By Yonca Talu in the January-February 2016 Issue
Piety and blasphemy are all the same in Pablo Larraín’s boisterous denunciation of the Catholic Church. Defrocked for transgressions ranging from pedophilia to baby trafficking, four middle-aged priests live together in a house of penitence in a remote Chilean coastal town. Their quiet, anonymous existence, is overseen by a methodical guardian angel, Sister Monica (Antonia Zegers), until a fifth sinner turns up and unleashes demons from the past.
In a film permeated by a sense of doom, Larraín’s expressionistic use of lens distortion entraps the characters, suggesting that there is no place to hide when the truth erupts like vomit. But what makes The Club stand out so vividly from other recent depictions of religious corruption is its unabashed, impartial humanism.
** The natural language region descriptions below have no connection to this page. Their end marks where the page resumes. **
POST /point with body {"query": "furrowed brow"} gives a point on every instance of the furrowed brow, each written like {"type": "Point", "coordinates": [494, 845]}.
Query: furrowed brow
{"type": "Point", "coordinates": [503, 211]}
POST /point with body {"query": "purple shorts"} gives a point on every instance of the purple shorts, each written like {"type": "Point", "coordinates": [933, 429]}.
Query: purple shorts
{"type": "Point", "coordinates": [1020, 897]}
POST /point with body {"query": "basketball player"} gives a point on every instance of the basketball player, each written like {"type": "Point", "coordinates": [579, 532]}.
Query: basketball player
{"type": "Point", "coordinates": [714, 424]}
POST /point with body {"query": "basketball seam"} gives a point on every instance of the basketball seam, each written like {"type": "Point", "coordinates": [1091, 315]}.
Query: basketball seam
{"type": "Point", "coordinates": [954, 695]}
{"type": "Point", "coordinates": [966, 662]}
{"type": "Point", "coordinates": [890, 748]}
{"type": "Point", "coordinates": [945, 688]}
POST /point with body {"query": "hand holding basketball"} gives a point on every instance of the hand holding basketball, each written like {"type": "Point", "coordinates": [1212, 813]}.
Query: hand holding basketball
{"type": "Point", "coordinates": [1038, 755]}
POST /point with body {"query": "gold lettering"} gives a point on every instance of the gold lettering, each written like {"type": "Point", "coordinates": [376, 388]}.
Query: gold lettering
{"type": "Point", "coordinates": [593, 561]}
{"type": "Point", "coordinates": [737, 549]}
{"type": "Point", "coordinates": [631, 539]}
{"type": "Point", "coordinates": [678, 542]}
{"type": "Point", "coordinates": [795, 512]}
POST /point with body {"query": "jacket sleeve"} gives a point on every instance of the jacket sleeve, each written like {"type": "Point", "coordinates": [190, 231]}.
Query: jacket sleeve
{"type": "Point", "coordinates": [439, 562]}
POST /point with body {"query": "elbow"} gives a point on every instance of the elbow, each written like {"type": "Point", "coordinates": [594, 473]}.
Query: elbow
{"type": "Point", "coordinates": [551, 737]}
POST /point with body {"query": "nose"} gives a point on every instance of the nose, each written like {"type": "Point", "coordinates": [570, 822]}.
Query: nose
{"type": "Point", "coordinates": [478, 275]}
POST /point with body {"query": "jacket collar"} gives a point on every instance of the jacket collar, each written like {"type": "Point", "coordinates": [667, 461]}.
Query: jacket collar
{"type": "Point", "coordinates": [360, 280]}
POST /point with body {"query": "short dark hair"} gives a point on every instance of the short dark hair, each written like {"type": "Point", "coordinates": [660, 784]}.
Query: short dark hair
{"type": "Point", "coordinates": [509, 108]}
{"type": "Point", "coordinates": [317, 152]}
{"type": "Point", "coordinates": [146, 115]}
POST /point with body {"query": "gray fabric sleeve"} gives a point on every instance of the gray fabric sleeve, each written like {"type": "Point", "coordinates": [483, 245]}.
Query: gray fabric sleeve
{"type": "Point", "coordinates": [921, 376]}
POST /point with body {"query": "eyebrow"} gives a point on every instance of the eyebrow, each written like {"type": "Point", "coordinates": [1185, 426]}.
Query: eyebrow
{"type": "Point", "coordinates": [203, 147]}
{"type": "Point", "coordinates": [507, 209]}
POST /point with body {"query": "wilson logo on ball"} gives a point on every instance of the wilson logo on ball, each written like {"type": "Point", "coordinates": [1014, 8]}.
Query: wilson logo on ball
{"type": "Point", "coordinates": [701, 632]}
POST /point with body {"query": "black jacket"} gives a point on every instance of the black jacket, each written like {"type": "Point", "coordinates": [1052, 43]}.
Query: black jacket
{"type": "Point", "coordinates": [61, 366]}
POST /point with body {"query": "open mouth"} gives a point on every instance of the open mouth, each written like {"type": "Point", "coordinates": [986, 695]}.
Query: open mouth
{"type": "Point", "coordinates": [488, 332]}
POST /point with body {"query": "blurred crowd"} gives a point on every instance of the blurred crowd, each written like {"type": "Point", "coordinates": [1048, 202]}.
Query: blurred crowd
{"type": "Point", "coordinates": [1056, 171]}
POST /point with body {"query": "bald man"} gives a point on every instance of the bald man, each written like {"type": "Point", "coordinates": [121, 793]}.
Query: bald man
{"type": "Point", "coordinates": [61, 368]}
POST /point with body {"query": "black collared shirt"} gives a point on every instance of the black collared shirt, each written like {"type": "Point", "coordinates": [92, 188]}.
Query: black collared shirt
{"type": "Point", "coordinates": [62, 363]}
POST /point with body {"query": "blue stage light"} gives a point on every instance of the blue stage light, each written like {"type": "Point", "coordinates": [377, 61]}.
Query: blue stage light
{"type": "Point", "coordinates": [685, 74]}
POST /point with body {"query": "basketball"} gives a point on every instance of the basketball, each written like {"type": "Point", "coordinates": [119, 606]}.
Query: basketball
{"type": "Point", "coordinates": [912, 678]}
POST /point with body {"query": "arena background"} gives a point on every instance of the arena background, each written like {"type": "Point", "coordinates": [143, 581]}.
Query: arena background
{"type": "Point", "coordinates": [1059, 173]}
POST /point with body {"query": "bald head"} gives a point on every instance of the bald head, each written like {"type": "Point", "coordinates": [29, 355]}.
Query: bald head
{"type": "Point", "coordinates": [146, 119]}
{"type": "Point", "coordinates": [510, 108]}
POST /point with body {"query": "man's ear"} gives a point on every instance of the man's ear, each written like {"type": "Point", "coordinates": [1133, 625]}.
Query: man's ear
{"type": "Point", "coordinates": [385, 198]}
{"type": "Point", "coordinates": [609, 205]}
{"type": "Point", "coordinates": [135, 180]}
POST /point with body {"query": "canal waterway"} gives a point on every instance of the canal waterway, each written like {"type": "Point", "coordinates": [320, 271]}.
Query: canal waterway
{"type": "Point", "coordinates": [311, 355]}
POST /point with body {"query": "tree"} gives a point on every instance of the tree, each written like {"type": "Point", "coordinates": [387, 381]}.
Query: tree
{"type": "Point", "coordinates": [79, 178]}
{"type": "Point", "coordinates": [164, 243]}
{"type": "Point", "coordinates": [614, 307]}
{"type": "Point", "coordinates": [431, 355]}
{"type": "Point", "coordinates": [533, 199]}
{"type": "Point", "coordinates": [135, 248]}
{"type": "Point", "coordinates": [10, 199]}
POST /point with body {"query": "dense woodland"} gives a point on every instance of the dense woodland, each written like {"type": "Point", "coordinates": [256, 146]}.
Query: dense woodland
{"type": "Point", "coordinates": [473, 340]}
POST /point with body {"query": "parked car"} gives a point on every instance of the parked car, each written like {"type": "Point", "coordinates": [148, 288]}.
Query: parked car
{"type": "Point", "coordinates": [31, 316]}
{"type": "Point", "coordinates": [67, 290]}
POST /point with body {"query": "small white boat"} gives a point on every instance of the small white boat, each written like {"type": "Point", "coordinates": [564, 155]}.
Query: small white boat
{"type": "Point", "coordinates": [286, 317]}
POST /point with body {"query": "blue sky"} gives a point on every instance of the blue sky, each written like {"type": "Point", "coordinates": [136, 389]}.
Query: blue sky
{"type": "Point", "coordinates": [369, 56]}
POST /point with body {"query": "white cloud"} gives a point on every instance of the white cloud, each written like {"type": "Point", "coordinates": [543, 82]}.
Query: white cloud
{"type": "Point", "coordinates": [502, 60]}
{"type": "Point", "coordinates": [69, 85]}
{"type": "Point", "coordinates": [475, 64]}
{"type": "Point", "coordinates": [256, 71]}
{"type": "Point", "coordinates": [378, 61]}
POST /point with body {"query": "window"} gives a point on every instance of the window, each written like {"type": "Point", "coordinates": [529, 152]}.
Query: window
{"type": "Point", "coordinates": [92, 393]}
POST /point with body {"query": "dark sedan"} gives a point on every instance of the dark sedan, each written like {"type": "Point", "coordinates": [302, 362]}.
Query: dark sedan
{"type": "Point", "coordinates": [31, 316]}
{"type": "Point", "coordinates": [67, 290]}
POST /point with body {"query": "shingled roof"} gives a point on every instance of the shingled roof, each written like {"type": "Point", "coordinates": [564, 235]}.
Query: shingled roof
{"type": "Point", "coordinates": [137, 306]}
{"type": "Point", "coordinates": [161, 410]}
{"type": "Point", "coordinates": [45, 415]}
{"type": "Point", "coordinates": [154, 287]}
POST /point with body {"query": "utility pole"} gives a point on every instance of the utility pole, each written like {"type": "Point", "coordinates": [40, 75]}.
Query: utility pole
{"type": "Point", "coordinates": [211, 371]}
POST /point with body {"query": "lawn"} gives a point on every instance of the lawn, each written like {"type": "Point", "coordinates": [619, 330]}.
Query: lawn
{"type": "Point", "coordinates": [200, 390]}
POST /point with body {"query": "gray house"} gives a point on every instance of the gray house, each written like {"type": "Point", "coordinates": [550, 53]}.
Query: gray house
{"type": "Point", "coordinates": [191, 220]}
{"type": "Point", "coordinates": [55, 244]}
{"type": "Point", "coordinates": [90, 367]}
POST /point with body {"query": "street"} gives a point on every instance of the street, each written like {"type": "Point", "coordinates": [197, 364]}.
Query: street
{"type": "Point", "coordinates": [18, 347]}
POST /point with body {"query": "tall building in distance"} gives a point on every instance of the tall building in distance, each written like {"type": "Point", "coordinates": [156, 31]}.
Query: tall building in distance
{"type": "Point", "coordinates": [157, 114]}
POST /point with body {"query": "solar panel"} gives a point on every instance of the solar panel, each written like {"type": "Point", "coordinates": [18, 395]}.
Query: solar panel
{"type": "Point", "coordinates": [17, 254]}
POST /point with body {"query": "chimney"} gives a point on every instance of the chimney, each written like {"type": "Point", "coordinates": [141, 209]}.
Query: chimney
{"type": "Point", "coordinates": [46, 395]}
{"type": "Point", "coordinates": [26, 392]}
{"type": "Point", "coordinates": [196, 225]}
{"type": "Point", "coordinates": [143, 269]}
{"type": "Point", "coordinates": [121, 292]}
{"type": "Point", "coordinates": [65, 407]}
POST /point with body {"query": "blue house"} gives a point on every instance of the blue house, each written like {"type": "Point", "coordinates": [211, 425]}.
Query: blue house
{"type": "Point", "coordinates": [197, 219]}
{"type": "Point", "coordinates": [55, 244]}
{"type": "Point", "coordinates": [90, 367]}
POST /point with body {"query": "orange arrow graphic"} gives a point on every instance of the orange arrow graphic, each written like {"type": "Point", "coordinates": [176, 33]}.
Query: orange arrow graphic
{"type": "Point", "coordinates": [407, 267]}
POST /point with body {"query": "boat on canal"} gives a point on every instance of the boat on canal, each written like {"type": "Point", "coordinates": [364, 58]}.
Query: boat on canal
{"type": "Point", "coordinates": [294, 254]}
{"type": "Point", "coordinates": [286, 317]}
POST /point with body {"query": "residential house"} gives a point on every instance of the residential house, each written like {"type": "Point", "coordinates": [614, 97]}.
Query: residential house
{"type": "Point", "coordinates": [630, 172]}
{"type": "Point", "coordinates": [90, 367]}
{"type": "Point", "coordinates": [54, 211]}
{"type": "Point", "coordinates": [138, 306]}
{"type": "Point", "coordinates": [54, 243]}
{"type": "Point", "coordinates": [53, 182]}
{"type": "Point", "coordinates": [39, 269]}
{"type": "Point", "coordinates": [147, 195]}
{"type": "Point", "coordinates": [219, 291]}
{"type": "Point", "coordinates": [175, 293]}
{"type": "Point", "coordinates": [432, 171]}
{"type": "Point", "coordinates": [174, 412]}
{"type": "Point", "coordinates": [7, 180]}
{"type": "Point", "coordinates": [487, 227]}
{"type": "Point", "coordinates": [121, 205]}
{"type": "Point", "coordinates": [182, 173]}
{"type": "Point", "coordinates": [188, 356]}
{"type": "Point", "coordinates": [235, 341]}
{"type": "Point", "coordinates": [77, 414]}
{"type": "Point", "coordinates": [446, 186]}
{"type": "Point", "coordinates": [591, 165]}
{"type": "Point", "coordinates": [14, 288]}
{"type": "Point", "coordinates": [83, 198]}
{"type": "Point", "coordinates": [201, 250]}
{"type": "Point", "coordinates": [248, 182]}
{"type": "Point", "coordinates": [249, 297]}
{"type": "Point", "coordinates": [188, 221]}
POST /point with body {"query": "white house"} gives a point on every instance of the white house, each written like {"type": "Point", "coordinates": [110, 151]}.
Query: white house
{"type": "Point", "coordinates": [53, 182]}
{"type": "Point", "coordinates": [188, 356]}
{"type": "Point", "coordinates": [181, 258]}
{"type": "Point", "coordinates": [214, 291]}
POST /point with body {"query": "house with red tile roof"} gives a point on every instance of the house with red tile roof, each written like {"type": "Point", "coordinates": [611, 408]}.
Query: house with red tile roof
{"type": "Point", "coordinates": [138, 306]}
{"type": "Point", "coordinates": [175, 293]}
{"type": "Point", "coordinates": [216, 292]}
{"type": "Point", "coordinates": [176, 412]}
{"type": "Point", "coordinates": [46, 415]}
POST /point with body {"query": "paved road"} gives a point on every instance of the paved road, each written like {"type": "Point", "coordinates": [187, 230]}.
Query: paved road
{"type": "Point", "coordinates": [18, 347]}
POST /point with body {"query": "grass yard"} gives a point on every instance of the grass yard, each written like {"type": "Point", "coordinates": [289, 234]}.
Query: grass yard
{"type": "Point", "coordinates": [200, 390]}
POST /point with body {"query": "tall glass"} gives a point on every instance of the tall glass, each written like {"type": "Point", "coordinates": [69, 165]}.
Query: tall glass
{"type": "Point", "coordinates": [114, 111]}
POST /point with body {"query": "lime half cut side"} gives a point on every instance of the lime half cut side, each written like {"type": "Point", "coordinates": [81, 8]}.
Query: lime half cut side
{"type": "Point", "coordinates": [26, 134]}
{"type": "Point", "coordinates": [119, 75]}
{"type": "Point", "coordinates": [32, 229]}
This is a film about the deepest yearnings of the soul and the eternal conflict between self-assertion and self-denial (the latter of which Christianity sees as the path to the former).
Alfredo Castro’s Father Vidal most fully embodies the tormented divine ideal. But when the threat of exposure arises, he is no less reluctant to take a dark path. At bottom, The Club concerns itself with the chain reaction of evil, whereby victims and perpetrators ultimately suffer at the hands of the same exploitative system. When, in the finale, Sister Monica asks, “Will you kill me? Will you forgive me?” Vidal’s answer is: “No, motherfucker.” Neither murder nor forgiveness is possible, at the crossroads of heaven and hell.